When Kevin Dick, the city’s economic-development director, said Concord Hospitality’s proposed hotel would pay “approximately 50 percent” of its employees more than the city’s “livable wage,” he hit a nerve with some City Council members.
“How about the other 50 percent?” asked Mayor Pro Tem Cora Cole-McFadden. “They deserve a living wage no matter what the job is.”
Mayor Bill Bell and the other council members present said they were also concerned and, while the incentive eventually passed 5-1, several said the were voting Aye “reluctantly.”
The city’s current “livable” wage is $11.91 an hour and is going up to $12.17 Jan. 1. It is set, according to the city’s human resources department, to be 7.5 percent above the federal poverty rate for a family of four.
Some city contractors are required to pay the livable wage, but the standard has not been required for developers of hotels and other hospitality projects, Dick said.
“The market for those industries doesn’t pay that well,” he said.
Concord CEO Mark Laport said most of the company’s employees who start at low pay “get raised above that quickly through seniority and getting raises,” and that Concord has good employee benefits.
Still, “Market forces have us paying less than $11.91 at the beginning.”
Attorney Ken Spaulding said Concord had anticipated questions about its wage scales and had discussed pay during negotiations over the incentive.

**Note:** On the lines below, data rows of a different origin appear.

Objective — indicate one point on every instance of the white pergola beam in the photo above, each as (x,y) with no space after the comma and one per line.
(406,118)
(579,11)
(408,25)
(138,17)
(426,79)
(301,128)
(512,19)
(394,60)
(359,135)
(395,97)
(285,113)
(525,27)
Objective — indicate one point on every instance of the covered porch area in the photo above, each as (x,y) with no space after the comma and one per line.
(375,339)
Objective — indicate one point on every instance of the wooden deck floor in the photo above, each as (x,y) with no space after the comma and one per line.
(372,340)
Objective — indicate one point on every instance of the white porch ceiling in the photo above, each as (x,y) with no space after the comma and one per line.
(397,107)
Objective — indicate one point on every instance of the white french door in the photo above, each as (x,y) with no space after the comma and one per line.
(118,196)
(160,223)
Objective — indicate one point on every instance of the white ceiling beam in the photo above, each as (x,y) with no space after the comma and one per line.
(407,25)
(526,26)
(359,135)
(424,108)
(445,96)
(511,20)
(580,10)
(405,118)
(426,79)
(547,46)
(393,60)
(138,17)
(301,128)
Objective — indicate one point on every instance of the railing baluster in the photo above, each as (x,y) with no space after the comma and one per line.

“We wanted to deal with it proactively,” he said. “To have as much living wage participation as possible.”
One reason for being proactive, he said, was that Concord needed the incentive’s approval as quickly as possible.

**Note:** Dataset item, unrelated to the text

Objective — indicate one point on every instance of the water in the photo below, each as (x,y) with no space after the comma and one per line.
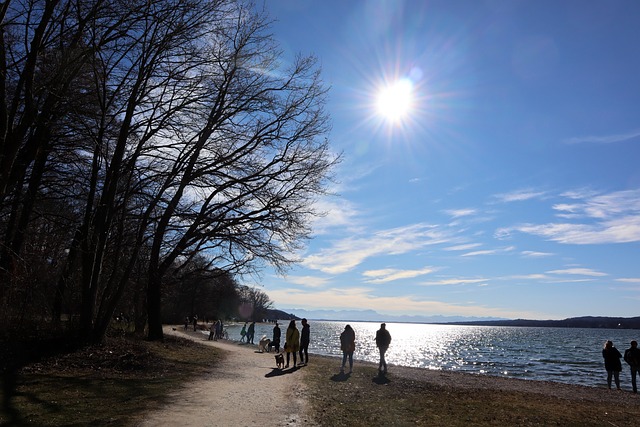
(566,355)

“You all are very well aware of the Federal Reserve and what (Chairman Ben) Bernanke and others have said about possibly raising interest rates,” Spaulding said.
“This is a very tight deal ... and everything can be thrown out of whack if the interest rates go up. Timing is of the essence,” he said.
“We may be in Durham, we may be in North Carolina, but we are impacted by what goes on nationally.”